Like the United States of America, Singapore is a multiracial, multilingual, and multicultural society. Like in the United States, English in Singapore is a political issue, but unlike in the United States, English in Singapore is one of its four official languages, but not its national language. In Singapore, there are two kinds of Englishes: the Standard Singapore English and the Colloquial Singapore English or Singapore English or Singlish.

Singapore English, according to the Wikipedia Encyclopedia, is a dialect of the English language with Creole-like characteristics spoken colloquially in Singapore. Also called Singlish, it formally takes after the British English in spelling and in abbreviations, although naming convention are mixtures of the British English and the American English. According to Dr. Debra Ziegeler, Singapore English is a variety with second language origins but now spoken as a first language by the present generation, is a dialect of considerable importance in the South-East Asian region, in particular in the areas of trade, commerce, and education. Of course, Professor Ziegeler underscored the existence of the Malaysian English and the Philippine English.

As regards to Englishes of the Inner Circle, English as a Native Language, vs. Englishes of the Outer Circle, English as a Second Language, vs. Englishes of the Expanding Circles, English as a Foreign Language, Prof. Braj Kachru of the University of Illinois places Singapore English in the Outer Circle along with India, China, Kenya, Zamba, Pakistan, Malaysia, Tanzania, Bangladesh, and the Philippines (Pakir, Yoneaka).

In this circle, according to Anne Pakir in “Review of Language, Society, and Education in Singapore,” English is continually expanding, serving wider and deeper function, and used increasingly for international communication.
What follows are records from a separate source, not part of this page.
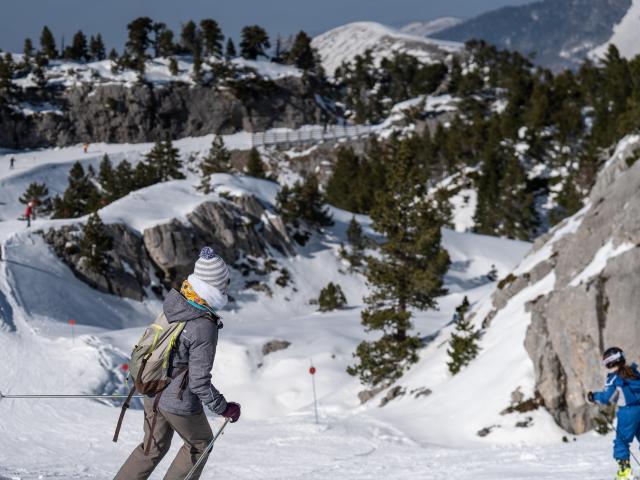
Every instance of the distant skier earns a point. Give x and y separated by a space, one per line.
622 387
202 295
28 212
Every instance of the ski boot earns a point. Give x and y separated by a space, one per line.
624 470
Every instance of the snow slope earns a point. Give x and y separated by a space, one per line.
68 73
411 437
344 43
625 35
426 29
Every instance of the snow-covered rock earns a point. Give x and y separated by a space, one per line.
591 304
426 29
625 35
344 43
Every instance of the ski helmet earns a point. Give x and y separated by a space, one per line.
613 357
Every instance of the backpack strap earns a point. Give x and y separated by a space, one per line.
147 448
183 383
125 406
127 402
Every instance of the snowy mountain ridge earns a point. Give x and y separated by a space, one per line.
625 35
428 28
464 413
559 33
343 44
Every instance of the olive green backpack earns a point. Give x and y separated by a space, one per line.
150 364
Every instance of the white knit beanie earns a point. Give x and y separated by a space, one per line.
210 278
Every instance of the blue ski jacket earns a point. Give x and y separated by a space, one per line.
620 391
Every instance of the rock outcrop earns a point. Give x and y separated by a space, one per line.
116 113
595 257
148 264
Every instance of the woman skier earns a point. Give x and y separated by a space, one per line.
201 296
622 387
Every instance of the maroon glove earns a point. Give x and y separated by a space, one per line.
232 411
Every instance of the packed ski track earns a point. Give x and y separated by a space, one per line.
428 437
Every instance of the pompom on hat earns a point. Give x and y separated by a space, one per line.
210 278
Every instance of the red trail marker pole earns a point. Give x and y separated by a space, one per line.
312 372
73 335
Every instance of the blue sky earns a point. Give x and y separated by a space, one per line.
25 18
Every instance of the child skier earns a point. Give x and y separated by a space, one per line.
622 387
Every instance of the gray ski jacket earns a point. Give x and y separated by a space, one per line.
196 352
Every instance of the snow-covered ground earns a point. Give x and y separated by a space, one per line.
157 71
625 35
346 42
433 436
430 27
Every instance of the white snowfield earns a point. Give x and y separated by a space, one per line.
428 436
346 42
430 27
69 73
625 35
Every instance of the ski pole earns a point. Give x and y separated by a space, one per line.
3 396
617 433
207 450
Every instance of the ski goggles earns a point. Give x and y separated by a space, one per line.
613 360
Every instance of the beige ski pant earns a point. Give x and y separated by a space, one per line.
193 429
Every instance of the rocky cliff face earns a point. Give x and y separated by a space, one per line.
595 257
141 113
143 265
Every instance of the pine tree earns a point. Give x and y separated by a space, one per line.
126 179
107 179
230 50
331 298
97 51
254 43
463 346
280 54
113 55
80 197
48 44
95 243
173 66
341 191
255 165
138 42
197 67
407 274
357 245
217 161
163 163
28 50
39 194
8 89
165 45
487 218
78 49
302 53
212 37
516 204
303 203
190 41
38 72
158 29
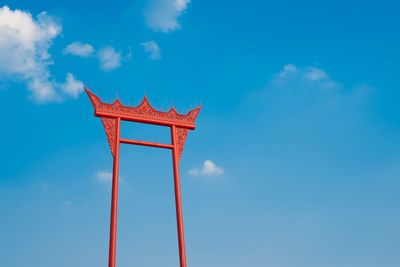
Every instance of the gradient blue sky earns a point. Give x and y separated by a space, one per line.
300 114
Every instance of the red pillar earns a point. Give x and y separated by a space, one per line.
114 199
178 202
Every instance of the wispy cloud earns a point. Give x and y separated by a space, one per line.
162 15
24 51
79 49
72 86
109 58
209 168
152 49
310 75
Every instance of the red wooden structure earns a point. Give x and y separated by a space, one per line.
179 124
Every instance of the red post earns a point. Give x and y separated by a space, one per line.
178 202
114 199
180 124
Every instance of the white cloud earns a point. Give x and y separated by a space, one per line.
209 168
287 70
162 15
311 76
24 55
152 49
315 74
79 49
72 87
109 58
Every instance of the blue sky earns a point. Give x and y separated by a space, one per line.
295 160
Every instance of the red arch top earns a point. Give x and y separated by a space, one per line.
144 113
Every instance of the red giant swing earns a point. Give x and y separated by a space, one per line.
111 116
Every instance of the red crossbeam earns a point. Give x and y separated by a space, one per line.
144 143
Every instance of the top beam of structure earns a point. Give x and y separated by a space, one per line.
143 113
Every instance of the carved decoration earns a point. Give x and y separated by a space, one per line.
144 111
181 134
110 126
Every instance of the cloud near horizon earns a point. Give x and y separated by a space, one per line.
24 53
78 49
152 49
208 168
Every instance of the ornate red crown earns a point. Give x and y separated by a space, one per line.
143 113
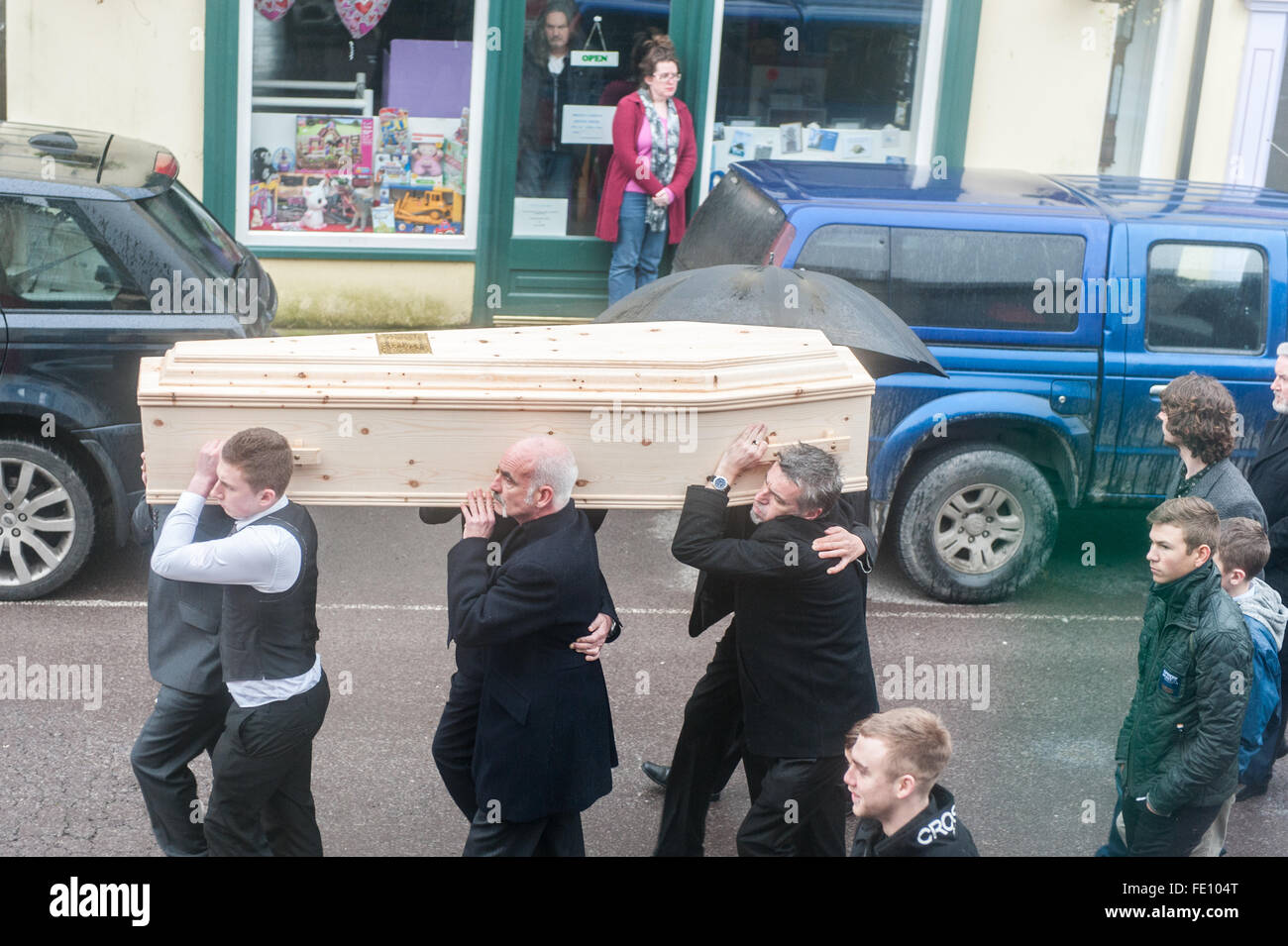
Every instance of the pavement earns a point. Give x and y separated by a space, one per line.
1033 751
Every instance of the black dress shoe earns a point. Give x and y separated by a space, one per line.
660 774
657 774
1249 791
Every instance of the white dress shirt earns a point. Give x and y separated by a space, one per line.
267 559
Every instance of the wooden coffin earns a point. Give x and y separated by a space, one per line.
423 417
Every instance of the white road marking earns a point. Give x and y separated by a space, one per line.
925 611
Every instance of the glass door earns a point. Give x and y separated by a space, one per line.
565 81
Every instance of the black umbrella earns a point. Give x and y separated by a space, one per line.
789 299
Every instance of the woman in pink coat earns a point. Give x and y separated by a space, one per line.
655 155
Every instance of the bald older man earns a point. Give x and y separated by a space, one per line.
544 747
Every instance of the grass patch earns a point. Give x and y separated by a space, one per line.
362 310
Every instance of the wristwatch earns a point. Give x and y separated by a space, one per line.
719 482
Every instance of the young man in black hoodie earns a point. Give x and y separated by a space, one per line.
896 758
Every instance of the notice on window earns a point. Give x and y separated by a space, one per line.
540 216
588 124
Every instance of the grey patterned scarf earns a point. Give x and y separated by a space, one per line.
664 158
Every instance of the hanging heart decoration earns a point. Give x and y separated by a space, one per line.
360 17
273 9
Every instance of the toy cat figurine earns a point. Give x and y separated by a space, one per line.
428 161
314 200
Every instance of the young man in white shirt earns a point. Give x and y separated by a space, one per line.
268 567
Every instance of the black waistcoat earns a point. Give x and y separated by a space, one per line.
270 636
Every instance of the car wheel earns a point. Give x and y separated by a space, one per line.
974 524
47 520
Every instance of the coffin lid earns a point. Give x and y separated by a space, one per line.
662 362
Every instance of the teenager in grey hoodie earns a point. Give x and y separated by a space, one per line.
1243 551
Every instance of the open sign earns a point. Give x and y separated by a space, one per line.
600 58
Though it offers additional rules and conventions in the bilingual and multilingual repertoire, writers and speakers comfortably use it like their mother tongues. In addition, traditional literary and language canons are no longer dominant, though still relevant, because it has become rooted and indigenized.

According to Kachru, a new variety of English come into existence when it is institutionalized and granted legal and official status. On the other hand, Prof. Anthea Fraser Gupta of the University of Leeds said that Singapore English is indeed a new variety because it is not deficient but different, is imperfectly learned and its features are its errors, and is a dialect of English best understood in its own terms, which means that, it must be analyzed in its own system considering its similarities with the British English and the American English.

BACKGROUND

Singapore is a country with complicated history of colonization, modernization, and hybrid ethnic and national identities (Schroeder). It is comprised of one main island and fifty adjacent islands off the southern tip of the Malay Peninsula. It became an independent state in 1965 and its constitution was drafted in 1959, adopted in 1963, and amended in 1965. It is a densely populated country with most of its peoples concentrated in the south central portion where the main seaport and the financial and commercial district are located (English Only Foundation).